Spinal anesthesia remained a popular anesthetic option during the late 1960s. General anesthesia with ether, halothane, and other agents an alternative. This case highlights various aspects of perioperative management during a period when many American academic departments of anesthesiology existed as divisions within the department of surgery. It also touches upon the careers of two prominent American physicians.

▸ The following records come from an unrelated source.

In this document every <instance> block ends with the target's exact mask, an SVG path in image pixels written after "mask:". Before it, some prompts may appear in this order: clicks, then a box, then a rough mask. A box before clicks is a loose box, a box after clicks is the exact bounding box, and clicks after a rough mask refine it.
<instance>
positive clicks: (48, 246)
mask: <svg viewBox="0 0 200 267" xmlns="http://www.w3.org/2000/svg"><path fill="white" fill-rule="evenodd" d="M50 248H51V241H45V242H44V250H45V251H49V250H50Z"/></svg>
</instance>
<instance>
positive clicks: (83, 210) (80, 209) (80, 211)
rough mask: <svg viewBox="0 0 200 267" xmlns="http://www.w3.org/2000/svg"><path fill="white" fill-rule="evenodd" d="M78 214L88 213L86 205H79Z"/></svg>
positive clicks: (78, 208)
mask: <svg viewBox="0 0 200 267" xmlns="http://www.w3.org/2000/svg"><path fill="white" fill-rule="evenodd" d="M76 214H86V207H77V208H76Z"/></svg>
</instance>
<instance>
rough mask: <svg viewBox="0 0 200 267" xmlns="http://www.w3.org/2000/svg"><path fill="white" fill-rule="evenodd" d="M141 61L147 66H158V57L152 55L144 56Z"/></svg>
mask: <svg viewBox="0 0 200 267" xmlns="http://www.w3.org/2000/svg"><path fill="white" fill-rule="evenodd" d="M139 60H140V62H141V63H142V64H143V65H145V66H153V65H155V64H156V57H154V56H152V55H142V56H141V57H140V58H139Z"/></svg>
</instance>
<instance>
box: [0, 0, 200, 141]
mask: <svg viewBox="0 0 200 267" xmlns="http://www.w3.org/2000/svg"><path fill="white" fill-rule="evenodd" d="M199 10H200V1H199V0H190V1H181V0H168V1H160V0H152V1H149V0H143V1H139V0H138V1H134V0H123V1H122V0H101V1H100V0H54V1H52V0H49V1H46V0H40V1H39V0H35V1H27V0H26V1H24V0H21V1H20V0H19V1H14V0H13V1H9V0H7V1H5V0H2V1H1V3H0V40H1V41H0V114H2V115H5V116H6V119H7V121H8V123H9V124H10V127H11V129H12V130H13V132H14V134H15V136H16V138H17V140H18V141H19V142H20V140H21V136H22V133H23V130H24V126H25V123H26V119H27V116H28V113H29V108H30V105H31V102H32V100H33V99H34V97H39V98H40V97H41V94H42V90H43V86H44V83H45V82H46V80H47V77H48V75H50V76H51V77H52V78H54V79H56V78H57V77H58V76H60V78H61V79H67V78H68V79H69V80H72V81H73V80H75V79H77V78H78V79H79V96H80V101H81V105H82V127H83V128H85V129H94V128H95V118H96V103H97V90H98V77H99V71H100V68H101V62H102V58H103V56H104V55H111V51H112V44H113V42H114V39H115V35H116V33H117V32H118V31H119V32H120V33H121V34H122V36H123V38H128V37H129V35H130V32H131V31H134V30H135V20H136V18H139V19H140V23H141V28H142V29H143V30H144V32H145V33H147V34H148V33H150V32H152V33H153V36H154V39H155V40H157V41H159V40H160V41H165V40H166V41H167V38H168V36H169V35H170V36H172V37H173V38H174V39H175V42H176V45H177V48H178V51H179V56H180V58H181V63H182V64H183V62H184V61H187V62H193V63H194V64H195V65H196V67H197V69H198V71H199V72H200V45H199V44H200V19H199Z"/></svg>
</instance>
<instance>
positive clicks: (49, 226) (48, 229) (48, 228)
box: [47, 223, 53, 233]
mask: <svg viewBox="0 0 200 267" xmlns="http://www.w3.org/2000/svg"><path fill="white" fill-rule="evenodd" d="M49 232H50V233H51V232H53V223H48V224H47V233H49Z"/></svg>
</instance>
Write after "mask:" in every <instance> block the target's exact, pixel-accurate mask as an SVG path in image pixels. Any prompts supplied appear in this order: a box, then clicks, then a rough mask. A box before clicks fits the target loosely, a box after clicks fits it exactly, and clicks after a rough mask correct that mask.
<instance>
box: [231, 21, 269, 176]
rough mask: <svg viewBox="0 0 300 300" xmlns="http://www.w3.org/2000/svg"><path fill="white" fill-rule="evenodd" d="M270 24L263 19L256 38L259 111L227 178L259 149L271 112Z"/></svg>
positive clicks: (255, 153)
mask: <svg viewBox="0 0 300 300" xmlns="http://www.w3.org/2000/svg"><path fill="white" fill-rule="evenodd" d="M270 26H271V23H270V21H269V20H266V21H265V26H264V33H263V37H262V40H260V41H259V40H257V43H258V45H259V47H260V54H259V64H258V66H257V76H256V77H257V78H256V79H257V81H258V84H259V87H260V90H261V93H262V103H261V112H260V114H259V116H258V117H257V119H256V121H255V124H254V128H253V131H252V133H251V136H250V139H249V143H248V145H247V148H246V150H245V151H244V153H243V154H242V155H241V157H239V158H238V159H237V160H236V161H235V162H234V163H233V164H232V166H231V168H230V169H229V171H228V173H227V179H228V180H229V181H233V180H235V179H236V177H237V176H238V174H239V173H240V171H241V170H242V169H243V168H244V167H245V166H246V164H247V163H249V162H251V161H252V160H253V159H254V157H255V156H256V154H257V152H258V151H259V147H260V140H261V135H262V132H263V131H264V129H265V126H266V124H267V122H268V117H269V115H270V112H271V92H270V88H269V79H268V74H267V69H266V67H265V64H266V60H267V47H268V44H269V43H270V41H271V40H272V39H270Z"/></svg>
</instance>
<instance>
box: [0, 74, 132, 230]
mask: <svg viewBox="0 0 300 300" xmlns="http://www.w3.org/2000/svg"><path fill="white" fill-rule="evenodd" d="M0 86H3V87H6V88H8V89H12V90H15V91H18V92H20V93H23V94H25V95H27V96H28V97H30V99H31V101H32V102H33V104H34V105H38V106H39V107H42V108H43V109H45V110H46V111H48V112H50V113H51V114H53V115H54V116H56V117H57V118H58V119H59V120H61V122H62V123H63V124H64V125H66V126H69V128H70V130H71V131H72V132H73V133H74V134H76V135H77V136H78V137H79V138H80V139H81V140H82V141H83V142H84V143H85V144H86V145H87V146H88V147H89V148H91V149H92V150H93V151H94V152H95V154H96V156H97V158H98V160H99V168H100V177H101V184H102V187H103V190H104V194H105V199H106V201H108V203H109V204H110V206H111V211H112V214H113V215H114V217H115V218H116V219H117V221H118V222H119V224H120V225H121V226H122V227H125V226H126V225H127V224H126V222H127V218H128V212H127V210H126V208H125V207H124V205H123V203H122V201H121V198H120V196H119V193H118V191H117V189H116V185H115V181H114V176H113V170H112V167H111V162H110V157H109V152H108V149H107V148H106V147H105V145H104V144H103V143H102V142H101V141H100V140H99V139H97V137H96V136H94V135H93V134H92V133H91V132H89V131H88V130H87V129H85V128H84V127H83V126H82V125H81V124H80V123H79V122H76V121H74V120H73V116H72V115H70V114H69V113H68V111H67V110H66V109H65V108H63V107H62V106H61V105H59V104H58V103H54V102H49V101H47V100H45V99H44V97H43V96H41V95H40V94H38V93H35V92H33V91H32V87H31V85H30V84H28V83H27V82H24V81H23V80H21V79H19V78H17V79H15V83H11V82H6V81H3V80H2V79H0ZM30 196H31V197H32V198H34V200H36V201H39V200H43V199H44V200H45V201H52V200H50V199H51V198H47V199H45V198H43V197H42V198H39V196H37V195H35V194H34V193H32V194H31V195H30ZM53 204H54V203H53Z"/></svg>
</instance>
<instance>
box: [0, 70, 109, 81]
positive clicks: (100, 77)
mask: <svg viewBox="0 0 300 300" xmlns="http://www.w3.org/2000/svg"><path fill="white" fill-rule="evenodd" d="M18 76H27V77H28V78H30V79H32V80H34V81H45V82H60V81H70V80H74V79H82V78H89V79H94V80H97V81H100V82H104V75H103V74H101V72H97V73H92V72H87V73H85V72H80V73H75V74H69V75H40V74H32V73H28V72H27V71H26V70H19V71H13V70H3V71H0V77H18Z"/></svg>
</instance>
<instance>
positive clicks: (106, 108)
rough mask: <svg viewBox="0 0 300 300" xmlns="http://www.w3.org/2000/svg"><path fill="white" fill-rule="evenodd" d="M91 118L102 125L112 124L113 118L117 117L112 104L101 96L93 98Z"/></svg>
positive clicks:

20世纪60年代末,区域麻醉和全身麻醉在美国已广泛应用。脊髓麻醉导致永久性神经后遗症的风险在很大程度上已被忽视。尽管许多麻醉学学术部门已获得独立地位,但仍有相当数量的部门作为外科的分支部门运作。我们展示了彼得·本特·布里格姆医院的一份病例报告,以说明20世纪60年代末所用麻醉技术的状况,以及麻醉医生与外科医生之间的权力动态。
医院记录以及对熟悉该病例的人员的访谈。
一名原本健康的患者接受腹股沟疝修补术。住院麻醉医生在手术前一晚进行了术前评估,患者同意接受脊髓麻醉,这一方案得到了麻醉科主治医生的认可。主刀外科医生是美国最杰出的外科医生之一,也是他们科室的主任。他不赞成计划中的麻醉方式。随后讨论了对麻醉计划的修改以及这些行动的后果。
20世纪60年代末,脊髓麻醉仍然是一种常用的麻醉选择。乙醚、氟烷和其他药物的全身麻醉是另一种选择。该病例凸显了在许多美国麻醉学学术部门作为外科分支部门存在的时期围手术期管理的各个方面。它还涉及两位杰出美国医生的职业生涯。